Supreme Court (By Joe Ravi, CC BY-SA 3.0, https://commons.wikimedia.org/w/index.php?curid=16959908)
The Supreme Court agreed Wednesday to consider whether South Carolina can block Planned Parenthood from receiving Medicaid funds.
Planned Parenthood and a patient sued South Carolina in 2018 after the state excluded abortion providers from offering family planning services through Medicaid.
The Fourth Circuit Court of Appeals upheld a decision preventing the state from removing Planned Parenthood from the Medicaid program in March.
“Planned Parenthood could receive state Medicaid funding if it chooses to stop performing abortions,” South Carolina Department of Health and Human Services director Robert Kerr’s petition states. “But it has not made that choice.”
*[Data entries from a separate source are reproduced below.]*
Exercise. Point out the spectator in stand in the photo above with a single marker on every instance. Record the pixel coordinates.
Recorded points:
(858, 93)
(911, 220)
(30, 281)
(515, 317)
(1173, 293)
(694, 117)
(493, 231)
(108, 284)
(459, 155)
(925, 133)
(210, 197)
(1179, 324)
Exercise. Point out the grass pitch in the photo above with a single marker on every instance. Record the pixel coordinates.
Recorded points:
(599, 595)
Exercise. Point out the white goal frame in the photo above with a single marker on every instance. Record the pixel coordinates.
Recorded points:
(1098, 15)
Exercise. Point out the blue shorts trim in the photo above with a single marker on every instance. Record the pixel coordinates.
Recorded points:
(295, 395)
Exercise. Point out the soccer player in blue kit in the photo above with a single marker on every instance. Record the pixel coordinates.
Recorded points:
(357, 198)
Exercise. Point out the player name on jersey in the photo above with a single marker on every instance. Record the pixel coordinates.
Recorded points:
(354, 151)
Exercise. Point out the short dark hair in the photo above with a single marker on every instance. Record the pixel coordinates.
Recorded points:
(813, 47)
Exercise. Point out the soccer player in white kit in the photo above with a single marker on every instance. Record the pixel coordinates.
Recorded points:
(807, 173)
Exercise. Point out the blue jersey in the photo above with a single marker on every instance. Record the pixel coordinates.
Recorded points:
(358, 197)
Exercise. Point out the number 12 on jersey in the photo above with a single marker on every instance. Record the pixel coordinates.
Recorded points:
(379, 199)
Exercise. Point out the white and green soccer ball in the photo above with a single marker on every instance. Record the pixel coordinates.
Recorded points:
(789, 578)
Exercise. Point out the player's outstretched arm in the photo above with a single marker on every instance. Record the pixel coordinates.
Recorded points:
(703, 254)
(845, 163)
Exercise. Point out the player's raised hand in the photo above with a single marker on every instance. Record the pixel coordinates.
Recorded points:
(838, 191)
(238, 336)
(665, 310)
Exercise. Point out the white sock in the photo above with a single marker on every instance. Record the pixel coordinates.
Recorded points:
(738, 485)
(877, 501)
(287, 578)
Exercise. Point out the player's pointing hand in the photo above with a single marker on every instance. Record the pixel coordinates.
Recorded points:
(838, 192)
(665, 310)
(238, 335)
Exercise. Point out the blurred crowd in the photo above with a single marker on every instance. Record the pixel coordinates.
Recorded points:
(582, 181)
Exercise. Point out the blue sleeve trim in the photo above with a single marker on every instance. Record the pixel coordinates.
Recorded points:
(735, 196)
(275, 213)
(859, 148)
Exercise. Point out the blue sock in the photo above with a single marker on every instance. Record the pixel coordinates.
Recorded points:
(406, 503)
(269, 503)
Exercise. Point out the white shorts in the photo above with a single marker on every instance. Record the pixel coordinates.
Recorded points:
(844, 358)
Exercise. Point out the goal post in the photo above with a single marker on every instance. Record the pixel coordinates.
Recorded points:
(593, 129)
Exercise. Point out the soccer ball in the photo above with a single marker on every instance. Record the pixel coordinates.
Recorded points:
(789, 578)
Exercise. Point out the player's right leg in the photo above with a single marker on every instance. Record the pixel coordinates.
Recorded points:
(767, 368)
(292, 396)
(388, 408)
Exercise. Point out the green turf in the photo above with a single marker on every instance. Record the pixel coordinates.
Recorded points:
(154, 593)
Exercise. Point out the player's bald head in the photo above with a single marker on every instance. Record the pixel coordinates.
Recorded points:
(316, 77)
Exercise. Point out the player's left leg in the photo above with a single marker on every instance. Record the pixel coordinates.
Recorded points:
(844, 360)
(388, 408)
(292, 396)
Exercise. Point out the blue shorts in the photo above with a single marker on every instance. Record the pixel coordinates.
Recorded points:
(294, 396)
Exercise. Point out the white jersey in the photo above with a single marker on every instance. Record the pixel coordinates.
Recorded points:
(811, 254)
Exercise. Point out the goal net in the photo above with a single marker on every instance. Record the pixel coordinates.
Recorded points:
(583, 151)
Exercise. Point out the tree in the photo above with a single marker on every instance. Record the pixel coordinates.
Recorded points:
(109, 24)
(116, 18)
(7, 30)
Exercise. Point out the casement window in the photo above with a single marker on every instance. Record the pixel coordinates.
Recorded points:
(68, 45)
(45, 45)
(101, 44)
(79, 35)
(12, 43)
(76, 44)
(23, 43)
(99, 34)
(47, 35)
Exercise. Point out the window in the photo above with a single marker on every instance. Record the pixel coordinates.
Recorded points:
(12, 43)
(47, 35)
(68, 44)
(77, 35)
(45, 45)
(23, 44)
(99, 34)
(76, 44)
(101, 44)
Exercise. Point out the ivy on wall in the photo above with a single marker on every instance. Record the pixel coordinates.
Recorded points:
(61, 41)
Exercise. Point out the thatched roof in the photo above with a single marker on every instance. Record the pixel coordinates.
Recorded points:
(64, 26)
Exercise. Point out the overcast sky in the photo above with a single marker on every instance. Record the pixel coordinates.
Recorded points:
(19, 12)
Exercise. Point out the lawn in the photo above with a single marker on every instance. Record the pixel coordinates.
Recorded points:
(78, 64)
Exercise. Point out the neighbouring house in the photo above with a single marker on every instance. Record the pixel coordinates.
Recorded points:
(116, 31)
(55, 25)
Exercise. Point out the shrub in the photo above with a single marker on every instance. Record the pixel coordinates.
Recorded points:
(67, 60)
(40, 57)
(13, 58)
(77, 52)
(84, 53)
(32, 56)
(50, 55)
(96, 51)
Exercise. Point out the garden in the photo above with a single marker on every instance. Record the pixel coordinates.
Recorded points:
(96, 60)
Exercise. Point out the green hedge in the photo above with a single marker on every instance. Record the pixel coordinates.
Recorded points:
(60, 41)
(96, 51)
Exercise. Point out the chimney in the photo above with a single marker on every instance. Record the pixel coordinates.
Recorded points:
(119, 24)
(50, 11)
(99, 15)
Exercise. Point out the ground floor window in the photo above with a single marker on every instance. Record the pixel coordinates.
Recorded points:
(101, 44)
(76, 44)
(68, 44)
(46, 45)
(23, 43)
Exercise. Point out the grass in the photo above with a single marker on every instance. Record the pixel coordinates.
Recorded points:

‼️BREAKING: SCOTUS agrees to consider taxpayer funding of abortion facilities‼️
The Supreme Court has announced it will hear Planned Parenthood v. Kerr, in which ADF is helping South Carolina defend its decision to direct Medicaid funds away from abortion providers like Planned… pic.twitter.com/Vq1GRZMD6Q
— Alliance Defending Freedom (@ADFLegal) December 18, 2024
Patient Julie Edwards and Planned Parenthood argue that the state’s decision violates the Medicaid Act’s “free-choice-of-provider,” which “gives Medicaid recipients the right to choose to receive their medical care from any qualified and willing provider.”
The Alliance Defending Freedom (ADF) is representing Kerr in the case.
“Taxpayer dollars should never be used to fund facilities that make a profit off abortion,” ADF Senior Counsel and Vice President of Appellate Advocacy John Bursch wrote in a statement. “Pro-life states like South Carolina should be free to determine that Planned Parenthood and other entities that peddle abortion are not qualified to receive taxpayer funding through Medicaid.”